Iron supplementation improves skeletal muscle contractile properties in mice with chronic kidney disease.

Abstract

Adult chronic kidney disease (CKD) patients commonly display decreased physical function, leading to increased mortality, which is exacerbated with iron deficiency and anemia. Interventions to mitigate CKD myopathy are scarce, potentially because the underlying contractile deficits have not been fully investigated. We examined single fiber force production, myosin-actin interactions and myofilament properties in soleus and extensor digitorum longus muscles of 16-week-old CKD mice without (CKD, N=12) and with iron supplementation (CKDFE, N=6, weekly injections of 0.2 mg/kg iron dextran) and controls (N=10). Late-stage CKD was induced by 0.2% adenine diet for 8 weeks. CKD with iron supplementation (CKDFE) improved anemia status compared to CKD, but not back to control levels. Maximally activated (pCa 4.5, 25°C) specific tension (maximal isometric force divided by cross-sectional area) was reduced 36-51% with CKD due, in a large part, to a reduction in strongly-bound myosin-actin cross-bridges in all myosin heavy chain (MHC) I, IIA, and IIB fibers. Iron supplementation improved specific tension and number of strongly-bound cross-bridges in MHC IIA and IIB fibers. Myosin-actin cross-bridge kinetics were slower with CKD in MHC I and IIA fibers, with iron supplementation restoring kinetics closer to control values in MHC IIA fibers.

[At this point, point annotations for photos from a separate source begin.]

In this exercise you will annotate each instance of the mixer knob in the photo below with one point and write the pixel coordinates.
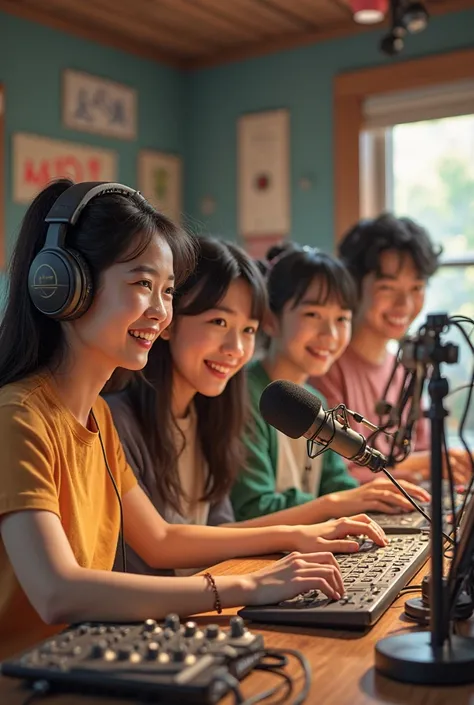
(237, 627)
(99, 648)
(149, 625)
(125, 652)
(179, 653)
(190, 629)
(172, 622)
(152, 651)
(212, 631)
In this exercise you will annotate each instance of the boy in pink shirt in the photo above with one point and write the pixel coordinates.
(391, 260)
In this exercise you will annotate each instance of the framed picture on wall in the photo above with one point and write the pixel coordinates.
(264, 175)
(160, 181)
(38, 160)
(94, 104)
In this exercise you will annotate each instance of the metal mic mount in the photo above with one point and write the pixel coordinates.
(435, 656)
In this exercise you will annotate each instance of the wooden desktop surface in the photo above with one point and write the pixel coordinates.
(342, 662)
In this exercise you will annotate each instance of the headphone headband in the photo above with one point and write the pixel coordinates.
(70, 204)
(59, 280)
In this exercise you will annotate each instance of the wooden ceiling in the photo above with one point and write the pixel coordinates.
(197, 33)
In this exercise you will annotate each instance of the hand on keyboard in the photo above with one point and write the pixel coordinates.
(377, 496)
(294, 574)
(334, 535)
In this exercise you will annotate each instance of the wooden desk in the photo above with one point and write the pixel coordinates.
(342, 662)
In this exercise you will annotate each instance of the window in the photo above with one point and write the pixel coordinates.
(425, 169)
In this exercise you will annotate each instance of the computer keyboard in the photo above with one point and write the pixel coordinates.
(372, 578)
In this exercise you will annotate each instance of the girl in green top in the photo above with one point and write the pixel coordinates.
(311, 297)
(182, 421)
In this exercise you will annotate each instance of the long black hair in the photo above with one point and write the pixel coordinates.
(220, 420)
(291, 268)
(109, 227)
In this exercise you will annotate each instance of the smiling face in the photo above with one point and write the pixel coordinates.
(211, 347)
(391, 300)
(132, 306)
(310, 336)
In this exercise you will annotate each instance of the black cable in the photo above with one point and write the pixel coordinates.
(122, 539)
(412, 501)
(40, 689)
(467, 405)
(454, 533)
(264, 695)
(302, 660)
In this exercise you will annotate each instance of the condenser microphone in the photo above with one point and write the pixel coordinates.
(297, 413)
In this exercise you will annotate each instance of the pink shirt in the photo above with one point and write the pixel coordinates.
(359, 385)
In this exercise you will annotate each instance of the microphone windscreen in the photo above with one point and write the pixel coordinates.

Higher hemoglobin levels were correlated to improvements in specific tension and strongly-bound cross-bridges in MHC IIA and IIB fibers, and with faster cross-bridge kinetics in MHC IIA fibers. However, CKD induced decreases in myofilament lattice stiffness for MHC IIA and IIB fibers were not improved with iron supplementation. Our findings show that iron supplementation improved various aspects of the cellular and molecular CKD-induced myopathy in fast-contracting fiber types. Thus, correction of iron imbalance and/or anemia may be an effective countermeasure to reduce contractile deficits and improve quality of life in late-stage CKD patients.